Handle Outliers

class handle_outliers.DBSCANOutlierDetector(eps: float = 0.5, min_samples: int = 5, **kwargs: Any)[source]

Detects outliers using the DBSCAN method.

fit(X: DataFrame, y: Series | None = None) DBSCANOutlierDetector[source]

Fits the DBSCAN model.

Parameters:
  • X (pd.DataFrame) – Input DataFrame.

  • y (pd.Series, optional) – Target variable (not used).

Returns:

Fitted detector.

Return type:

DBSCANOutlierDetector

get_outliers() Series[source]

Returns a boolean Series indicating outliers.

Returns:

Boolean Series indicating True for outliers.

Return type:

pd.Series

transform(X: DataFrame) DataFrame[source]

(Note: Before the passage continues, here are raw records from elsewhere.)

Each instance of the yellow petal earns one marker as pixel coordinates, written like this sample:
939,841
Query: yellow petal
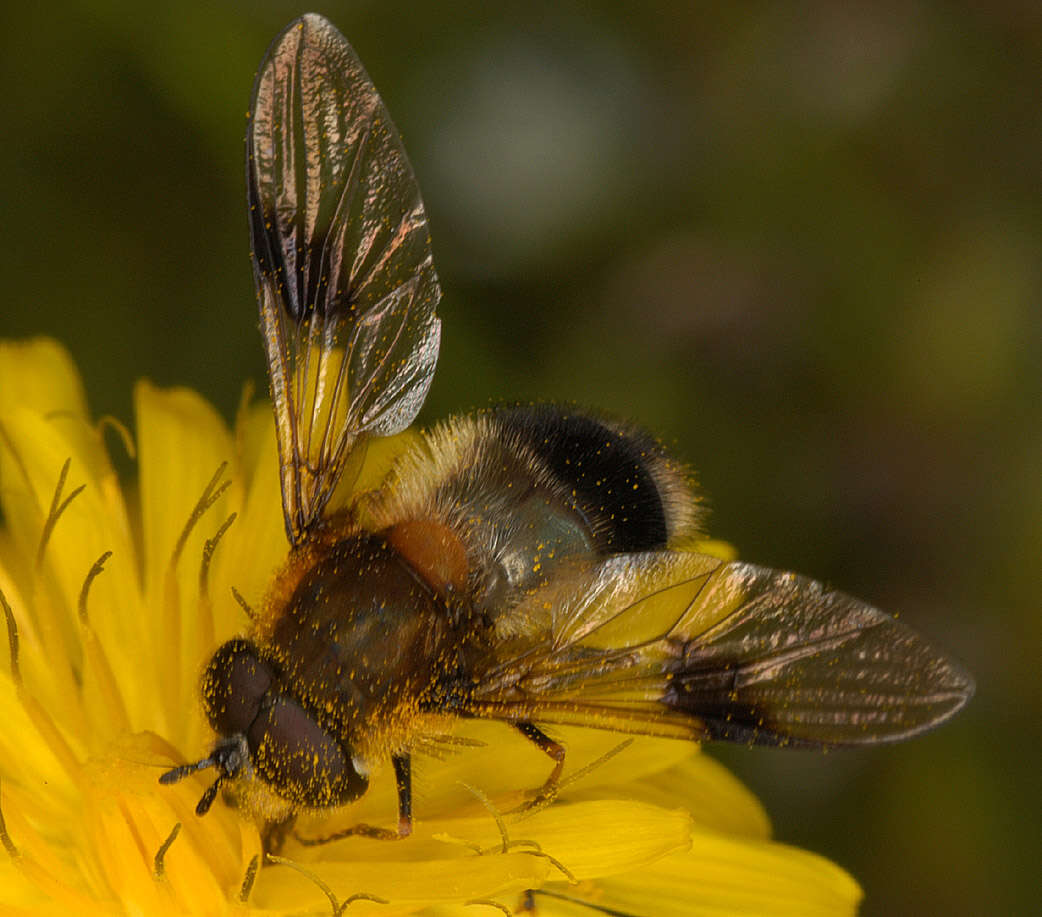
721,875
182,444
39,374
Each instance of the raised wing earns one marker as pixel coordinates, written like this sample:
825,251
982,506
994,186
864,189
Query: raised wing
686,645
342,261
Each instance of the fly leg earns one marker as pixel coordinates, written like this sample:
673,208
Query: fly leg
403,783
555,750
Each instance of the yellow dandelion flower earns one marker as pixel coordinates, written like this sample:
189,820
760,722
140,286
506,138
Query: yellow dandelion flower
114,600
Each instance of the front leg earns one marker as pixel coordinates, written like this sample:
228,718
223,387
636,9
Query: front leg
556,752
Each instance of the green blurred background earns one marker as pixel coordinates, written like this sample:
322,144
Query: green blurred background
804,247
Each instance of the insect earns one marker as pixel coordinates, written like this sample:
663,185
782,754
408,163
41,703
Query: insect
532,565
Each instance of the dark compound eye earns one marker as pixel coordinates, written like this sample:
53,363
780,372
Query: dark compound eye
299,760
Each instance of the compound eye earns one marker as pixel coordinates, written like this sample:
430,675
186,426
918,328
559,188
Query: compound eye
233,686
299,760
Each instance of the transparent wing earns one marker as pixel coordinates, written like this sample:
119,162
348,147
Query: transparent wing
686,645
342,261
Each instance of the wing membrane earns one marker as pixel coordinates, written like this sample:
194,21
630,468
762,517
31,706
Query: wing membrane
342,261
686,645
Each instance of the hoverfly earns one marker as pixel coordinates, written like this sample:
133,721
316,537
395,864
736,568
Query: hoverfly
532,565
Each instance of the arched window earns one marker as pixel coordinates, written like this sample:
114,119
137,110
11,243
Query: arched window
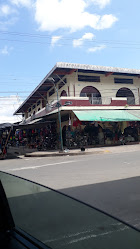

Removes outliers from the dataset.

Parameters:

X (pd.DataFrame) – Input DataFrame.

Returns:

DataFrame with outliers removed.

Return type:

pd.DataFrame

class handle_outliers.IQRBasedOutlierDetector(factor: float = 1.5)[source]

Detects outliers using the Interquartile Range (IQR) method.

fit(X: DataFrame, y: Series | None = None) IQRBasedOutlierDetector[source]

Calculates IQR for the dataset.

Parameters:
  • X (pd.DataFrame) – Input DataFrame.

  • y (pd.Series, optional) – Target variable (not used).

Returns:

Fitted detector.

Return type:

IQRBasedOutlierDetector

get_outliers() DataFrame[source]

Returns a boolean DataFrame indicating outliers.

Returns:

Boolean DataFrame indicating True for outliers.

Return type:

pd.DataFrame

transform(X: DataFrame) DataFrame[source]

Removes outliers from the dataset.

Parameters:

X (pd.DataFrame) – Input DataFrame.

Returns:

DataFrame with outliers removed.

Return type:

pd.DataFrame

class handle_outliers.IsolationForestOutlierDetector(contamination: float = 0.1, random_state: int | None = None, **kwargs: Any)[source]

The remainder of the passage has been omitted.